バレンタイン(ヘイダル)
「これが我が国自慢のチョコレート店の味だよ。」
俺は頬ずえをつきながら向かいに座る彼にチョコレートを差し出した。
それを一口口に入れて味わう彼の感想をまるで自分が作ったものでも食べて貰うようにワクワクしながら待つ。
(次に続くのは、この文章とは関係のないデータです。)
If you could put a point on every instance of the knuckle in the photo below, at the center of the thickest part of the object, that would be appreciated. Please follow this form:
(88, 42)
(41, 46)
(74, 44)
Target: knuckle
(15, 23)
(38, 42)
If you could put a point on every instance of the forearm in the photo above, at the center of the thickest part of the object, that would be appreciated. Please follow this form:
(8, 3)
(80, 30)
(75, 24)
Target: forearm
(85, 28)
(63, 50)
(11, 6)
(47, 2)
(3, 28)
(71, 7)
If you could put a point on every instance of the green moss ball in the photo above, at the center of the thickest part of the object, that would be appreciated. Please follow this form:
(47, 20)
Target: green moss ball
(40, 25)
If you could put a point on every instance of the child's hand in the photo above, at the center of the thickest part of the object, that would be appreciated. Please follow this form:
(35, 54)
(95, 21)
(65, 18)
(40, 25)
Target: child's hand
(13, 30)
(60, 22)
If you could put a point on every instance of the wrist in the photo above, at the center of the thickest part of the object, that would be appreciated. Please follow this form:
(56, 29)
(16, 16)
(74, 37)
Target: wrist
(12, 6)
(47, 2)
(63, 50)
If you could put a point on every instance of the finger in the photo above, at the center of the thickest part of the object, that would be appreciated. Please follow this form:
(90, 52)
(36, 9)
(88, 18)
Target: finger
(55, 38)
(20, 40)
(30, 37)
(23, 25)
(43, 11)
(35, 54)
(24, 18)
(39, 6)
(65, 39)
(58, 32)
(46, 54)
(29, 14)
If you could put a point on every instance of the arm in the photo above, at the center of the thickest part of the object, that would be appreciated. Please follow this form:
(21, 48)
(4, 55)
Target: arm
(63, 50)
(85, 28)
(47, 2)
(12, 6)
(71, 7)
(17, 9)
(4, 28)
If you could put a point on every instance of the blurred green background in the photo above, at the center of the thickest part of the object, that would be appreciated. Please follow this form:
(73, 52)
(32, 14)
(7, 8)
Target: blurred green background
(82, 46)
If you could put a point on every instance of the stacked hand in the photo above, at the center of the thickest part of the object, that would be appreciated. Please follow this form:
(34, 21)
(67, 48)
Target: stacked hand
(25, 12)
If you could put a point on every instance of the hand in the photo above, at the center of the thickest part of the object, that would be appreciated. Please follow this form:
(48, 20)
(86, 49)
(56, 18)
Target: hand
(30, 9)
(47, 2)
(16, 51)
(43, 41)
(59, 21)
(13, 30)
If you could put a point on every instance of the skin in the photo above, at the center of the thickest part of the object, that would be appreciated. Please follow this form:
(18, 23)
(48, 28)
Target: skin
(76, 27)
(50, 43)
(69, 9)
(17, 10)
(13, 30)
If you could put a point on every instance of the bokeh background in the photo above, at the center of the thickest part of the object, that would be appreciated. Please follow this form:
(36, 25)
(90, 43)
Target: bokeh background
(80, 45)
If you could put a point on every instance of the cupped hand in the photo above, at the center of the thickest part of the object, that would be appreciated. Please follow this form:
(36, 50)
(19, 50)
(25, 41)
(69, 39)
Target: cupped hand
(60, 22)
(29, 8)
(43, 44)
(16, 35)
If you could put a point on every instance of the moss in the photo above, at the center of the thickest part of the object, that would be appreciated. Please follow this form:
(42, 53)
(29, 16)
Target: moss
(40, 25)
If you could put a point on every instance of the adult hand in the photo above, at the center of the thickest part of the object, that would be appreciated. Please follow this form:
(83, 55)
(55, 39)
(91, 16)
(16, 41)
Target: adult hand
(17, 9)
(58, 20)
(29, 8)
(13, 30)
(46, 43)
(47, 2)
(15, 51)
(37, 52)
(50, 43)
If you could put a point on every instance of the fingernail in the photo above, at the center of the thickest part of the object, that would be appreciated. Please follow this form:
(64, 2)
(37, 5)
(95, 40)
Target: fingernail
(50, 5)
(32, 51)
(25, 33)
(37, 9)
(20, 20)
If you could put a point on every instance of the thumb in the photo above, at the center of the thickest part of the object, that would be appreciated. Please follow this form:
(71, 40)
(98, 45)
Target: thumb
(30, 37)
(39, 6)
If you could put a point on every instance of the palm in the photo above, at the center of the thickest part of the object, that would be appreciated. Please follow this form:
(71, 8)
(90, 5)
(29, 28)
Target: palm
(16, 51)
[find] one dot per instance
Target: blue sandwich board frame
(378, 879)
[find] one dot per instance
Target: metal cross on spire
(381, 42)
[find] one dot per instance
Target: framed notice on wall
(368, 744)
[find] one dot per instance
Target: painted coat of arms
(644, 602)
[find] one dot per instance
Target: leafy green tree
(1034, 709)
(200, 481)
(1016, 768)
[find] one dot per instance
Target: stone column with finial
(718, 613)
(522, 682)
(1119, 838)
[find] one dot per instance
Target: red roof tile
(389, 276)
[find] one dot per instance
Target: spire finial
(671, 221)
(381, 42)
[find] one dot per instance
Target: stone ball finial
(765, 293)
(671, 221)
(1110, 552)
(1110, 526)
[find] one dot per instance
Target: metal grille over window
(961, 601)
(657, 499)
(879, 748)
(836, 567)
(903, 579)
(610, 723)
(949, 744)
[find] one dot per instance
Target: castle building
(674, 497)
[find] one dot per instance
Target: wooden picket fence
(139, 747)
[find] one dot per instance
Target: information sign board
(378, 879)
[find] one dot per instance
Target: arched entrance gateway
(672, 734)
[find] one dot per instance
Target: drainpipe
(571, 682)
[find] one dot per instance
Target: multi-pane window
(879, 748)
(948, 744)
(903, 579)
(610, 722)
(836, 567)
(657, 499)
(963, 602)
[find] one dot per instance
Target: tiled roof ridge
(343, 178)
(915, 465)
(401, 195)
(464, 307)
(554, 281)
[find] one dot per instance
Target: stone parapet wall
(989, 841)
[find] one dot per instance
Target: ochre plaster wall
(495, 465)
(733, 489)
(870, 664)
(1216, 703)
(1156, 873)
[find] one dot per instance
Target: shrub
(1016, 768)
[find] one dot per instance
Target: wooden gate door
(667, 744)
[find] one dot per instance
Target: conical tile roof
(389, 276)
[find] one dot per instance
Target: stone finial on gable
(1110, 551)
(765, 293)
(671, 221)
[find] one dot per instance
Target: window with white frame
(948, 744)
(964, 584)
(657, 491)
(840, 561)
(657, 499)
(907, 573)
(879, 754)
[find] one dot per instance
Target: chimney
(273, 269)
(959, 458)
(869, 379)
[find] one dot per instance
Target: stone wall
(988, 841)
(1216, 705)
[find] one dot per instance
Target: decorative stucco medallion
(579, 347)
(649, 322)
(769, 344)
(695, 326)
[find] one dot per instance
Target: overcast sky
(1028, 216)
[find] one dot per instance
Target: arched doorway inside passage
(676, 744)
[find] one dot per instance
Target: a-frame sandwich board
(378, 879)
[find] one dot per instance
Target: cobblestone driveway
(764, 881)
味わって食べているのか俺の時間感覚でも狂ったのか異様に長く感じられた。
「どうだ?美味しいだろ?」
待ちきれなくて自分から聞く。
その言葉に彼は「はい!美味しゅうございます!」と華やかな笑顔を見せながら言った。
なんだか、とても嬉しくて笑みがこぼれてしまう。
そして、その華やかな笑顔が小さい頃の弟にそっくりで頭を撫でてしまう。
俺のその行動に一瞬戸惑いを見せたがどこか悲しそうな顔で笑う。
一瞬触れて見えた映像に眉を少しひそめてしまう。
ほんの少ししか見えなかった一人の男の子。
その悲しそうな笑顔はそれが原因なのか。
…俺も少しは魔力を抑えないと見てしまうな。
撫でていた手を下ろすと彼は母への土産として一箱そのチョコレートを買いたいと言った。
このチョコレートは今朝方店から届いた新作。
俺は金を取らないからと言い魔法で箱を取り寄せる。
現れたそれを俺は彼に手渡しでわたす。
俺の国自慢のチョコレート店の新作チョコレート。
実は俺プロデュースだったり。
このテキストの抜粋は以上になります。